I want a proof for
$$\operatorname{Hom}_R(M,N) \otimes_RS \cong \operatorname{Hom}_S(M\otimes_R S,N\otimes_R S)$$
where $\phi\colon R \to S$ is a homomorphism and $M$ is finitely generated free $R$-module and $N$ is an $R$-module.
or if anyone can say me about the isomorphism map between two side.
Since $M$ is a finitely generated free $R$-module, one has $M\cong R^n$ for some $n$ (this statement is equivalent to choosing a basis $e_1,\ldots, e_n$ for $M$).
Moreover, since $M$ is free, any homomorphism $\phi\colon M\to N$ can be specified completely by specifying the images $\phi(e_1),\ldots, \phi(e_n)$ of the basis vectors.

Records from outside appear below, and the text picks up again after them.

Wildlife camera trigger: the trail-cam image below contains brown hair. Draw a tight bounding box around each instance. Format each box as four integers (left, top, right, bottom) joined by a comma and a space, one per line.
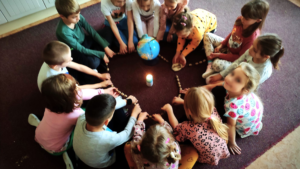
172, 8, 193, 32
41, 74, 82, 113
55, 0, 81, 18
235, 0, 269, 37
132, 124, 181, 165
43, 41, 70, 65
184, 87, 228, 142
257, 33, 284, 69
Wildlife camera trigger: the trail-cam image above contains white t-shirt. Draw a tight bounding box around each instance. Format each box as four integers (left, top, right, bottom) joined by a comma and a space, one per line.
101, 0, 133, 22
37, 62, 69, 91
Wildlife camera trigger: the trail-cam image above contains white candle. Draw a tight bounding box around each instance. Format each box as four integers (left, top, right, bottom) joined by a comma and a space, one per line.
146, 74, 153, 87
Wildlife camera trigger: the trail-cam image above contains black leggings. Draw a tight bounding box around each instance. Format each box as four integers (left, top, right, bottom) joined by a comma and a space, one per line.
211, 86, 227, 123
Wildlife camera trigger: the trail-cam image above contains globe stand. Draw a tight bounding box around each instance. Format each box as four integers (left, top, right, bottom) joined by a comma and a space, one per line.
142, 57, 159, 66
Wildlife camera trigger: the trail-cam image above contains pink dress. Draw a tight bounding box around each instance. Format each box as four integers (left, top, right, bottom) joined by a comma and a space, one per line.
174, 108, 230, 165
35, 89, 103, 153
131, 121, 180, 169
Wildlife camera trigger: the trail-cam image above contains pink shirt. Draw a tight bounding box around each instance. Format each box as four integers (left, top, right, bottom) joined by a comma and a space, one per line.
35, 88, 103, 152
220, 17, 260, 62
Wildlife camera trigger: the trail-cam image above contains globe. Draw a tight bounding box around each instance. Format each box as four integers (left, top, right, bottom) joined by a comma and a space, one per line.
137, 34, 160, 61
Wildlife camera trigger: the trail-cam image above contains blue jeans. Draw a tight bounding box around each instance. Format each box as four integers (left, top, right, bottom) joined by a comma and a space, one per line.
104, 16, 139, 47
161, 19, 178, 43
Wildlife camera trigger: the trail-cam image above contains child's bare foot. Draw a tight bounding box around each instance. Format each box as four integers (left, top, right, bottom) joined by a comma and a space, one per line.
180, 88, 190, 94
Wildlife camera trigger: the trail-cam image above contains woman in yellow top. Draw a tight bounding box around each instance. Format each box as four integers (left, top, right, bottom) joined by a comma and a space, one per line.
172, 9, 217, 69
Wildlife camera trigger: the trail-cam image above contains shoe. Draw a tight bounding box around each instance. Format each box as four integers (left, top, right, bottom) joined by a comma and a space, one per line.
28, 114, 40, 127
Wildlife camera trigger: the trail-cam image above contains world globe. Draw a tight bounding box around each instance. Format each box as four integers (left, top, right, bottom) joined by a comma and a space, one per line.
137, 34, 160, 61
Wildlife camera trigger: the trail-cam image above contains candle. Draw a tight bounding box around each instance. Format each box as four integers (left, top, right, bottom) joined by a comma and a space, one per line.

This says exactly that $\operatorname{Hom}(M,N) \cong N^n$. Thus the left hand side of the desired isomorphism is $$\operatorname{Hom}(M,N)\otimes_RS\cong N^n\otimes_R S.$$
Since $M\cong R^n$ and tensor product commutes with direct sums, we have that $M\otimes_RS\cong S^n$. In terms of our previously chosen basis $e_1,\ldots, e_n$ of $M$, this statement says simply that $M\otimes_R S$ is a free $S$-module with basis $e_1\otimes 1,\ldots, e_n\otimes 1$.

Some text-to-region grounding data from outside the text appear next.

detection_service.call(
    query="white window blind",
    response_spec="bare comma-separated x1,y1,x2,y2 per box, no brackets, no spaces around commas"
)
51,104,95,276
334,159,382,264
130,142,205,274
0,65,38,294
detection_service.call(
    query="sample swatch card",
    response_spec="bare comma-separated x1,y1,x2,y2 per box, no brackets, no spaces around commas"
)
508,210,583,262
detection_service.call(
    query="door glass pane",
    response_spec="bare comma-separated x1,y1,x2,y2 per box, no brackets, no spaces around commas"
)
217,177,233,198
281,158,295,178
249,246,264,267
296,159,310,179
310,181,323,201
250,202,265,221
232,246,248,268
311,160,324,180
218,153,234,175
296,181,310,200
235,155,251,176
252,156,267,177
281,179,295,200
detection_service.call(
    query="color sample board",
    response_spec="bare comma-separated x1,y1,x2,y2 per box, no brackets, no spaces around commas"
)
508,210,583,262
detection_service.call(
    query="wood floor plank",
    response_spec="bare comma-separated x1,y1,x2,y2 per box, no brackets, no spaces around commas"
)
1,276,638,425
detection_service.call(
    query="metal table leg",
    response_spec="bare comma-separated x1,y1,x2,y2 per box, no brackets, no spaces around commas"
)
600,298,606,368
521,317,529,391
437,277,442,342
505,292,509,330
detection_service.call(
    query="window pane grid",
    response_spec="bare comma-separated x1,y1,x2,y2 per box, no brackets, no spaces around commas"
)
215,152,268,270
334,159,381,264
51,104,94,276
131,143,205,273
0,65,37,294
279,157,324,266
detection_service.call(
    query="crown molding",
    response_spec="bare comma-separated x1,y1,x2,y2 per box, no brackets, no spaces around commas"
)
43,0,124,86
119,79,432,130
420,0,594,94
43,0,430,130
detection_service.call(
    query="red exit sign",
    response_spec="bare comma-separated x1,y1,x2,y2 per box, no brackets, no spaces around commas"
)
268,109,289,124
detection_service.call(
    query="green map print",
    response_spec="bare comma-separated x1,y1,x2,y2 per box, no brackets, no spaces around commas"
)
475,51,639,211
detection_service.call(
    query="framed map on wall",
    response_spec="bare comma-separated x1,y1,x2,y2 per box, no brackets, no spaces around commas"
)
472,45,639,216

Just as in point (2), since $M\otimes_R S$ is a free $S$-module, specifying a homomorphism $\phi\colon M\otimes_R S\to N\otimes_RS$ is equivalent to specifying the images $\phi(e_1\otimes 1),\ldots, \phi(e_n\otimes 1)$ of the basis vectors of $M\otimes S$. Thus $$\operatorname{Hom}_S(M\otimes_R S, N\otimes_R S)\cong (N\otimes_RS)^n.$$
Thus, combining points (2) and (4), in order to prove the desired isomorphism it suffices to show that $N^n\otimes_R S\cong (N\otimes_R S)^n$. But this is exactly the fact that tensor product commutes with direct sums. This completes the proof.
It is possible to give a simple description of the isomorphism $$f\colon \operatorname{Hom}(M,N)\otimes_R S\to \operatorname{Hom}_S(M\otimes_R S, N\otimes_R S)$$ we just constructed. It is given on simple tensors by $$f(\phi\otimes s)(m\otimes t) = \phi(m)\otimes st.$$ Despite the simplicity of this definition, it is not clear that $f$ is indeed an isomorphism. The above argument proves that $f$ is an isomorphism when $M$ is a finitely generated free $R$-module.